Abstract

Thalidomide was first introduced in 1956 as a sedative hypnotic in Europe and Asia but was soon withdrawn from the market because of its association with severe birth defects. It has experienced a resurgence of interest in recent years as a treatment for inflammatory conditions. Since Jacob Sheskin's linkage of thalidomide with improvement of refractory inflammatory dermatoses, such as erythema nodosum leprosum in the 1960's, more recent work has centered on thalidomide's use in inflammatory rheumatologic conditions.
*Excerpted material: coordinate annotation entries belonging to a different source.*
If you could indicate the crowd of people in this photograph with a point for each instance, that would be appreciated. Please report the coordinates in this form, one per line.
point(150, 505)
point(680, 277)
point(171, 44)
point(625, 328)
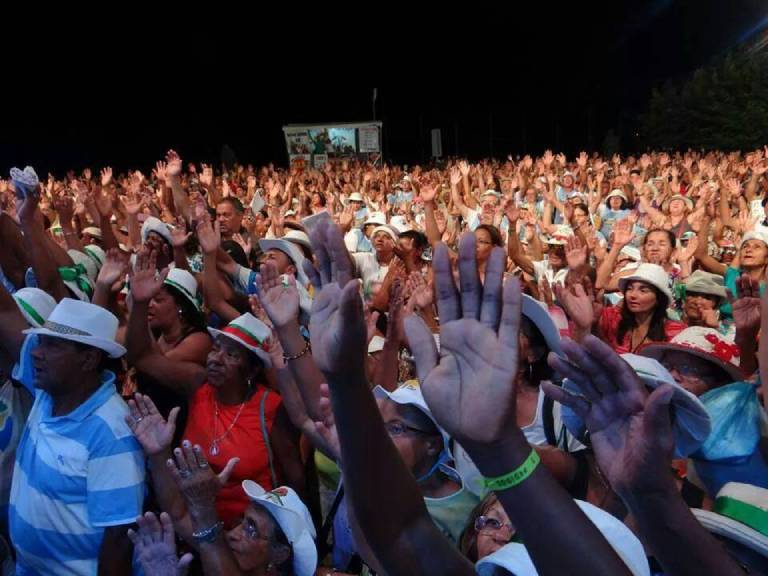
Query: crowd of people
point(542, 365)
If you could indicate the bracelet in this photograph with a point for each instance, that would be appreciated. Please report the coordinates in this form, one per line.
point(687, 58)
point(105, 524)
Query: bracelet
point(307, 348)
point(517, 475)
point(208, 534)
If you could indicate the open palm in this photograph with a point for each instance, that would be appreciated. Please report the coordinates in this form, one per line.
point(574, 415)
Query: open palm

There are varying levels of evidence supporting thalidomide's efficacy in Behcet's disease, refractory oral-genital ulcerations, cutaneous lupus erythematosus, RA, and sarcoidosis, although dosing, clinical response, and frequency of toxicity are variable. Thalidomide seems to have anti-inflammatory, immunomodulatory, and anti-angiogenic properties. It is not clear which of these mechanisms are chiefly responsible for the drug's clinical efficacy. Because of its potential for causing serious and less serious toxic effects, thalidomide should be reserved for the treatment of disease refractory to conventional therapy. In addition to its well known teratogenic potential, thalidomide-induced peripheral neuropathy, in some cases irreversible, has been documented in patients undergoing chronic therapy. Guidelines have been published, and a cooperative effort between the drug manufacturer, Celgene, and the US Food and Drug Administration has resulted in the establishment of a rigorous program governing both the dispensing of thalidomide and monitoring for side effects. Judicious patient selection and intense patient education remain the cornerstone of the safe use of thalidomide.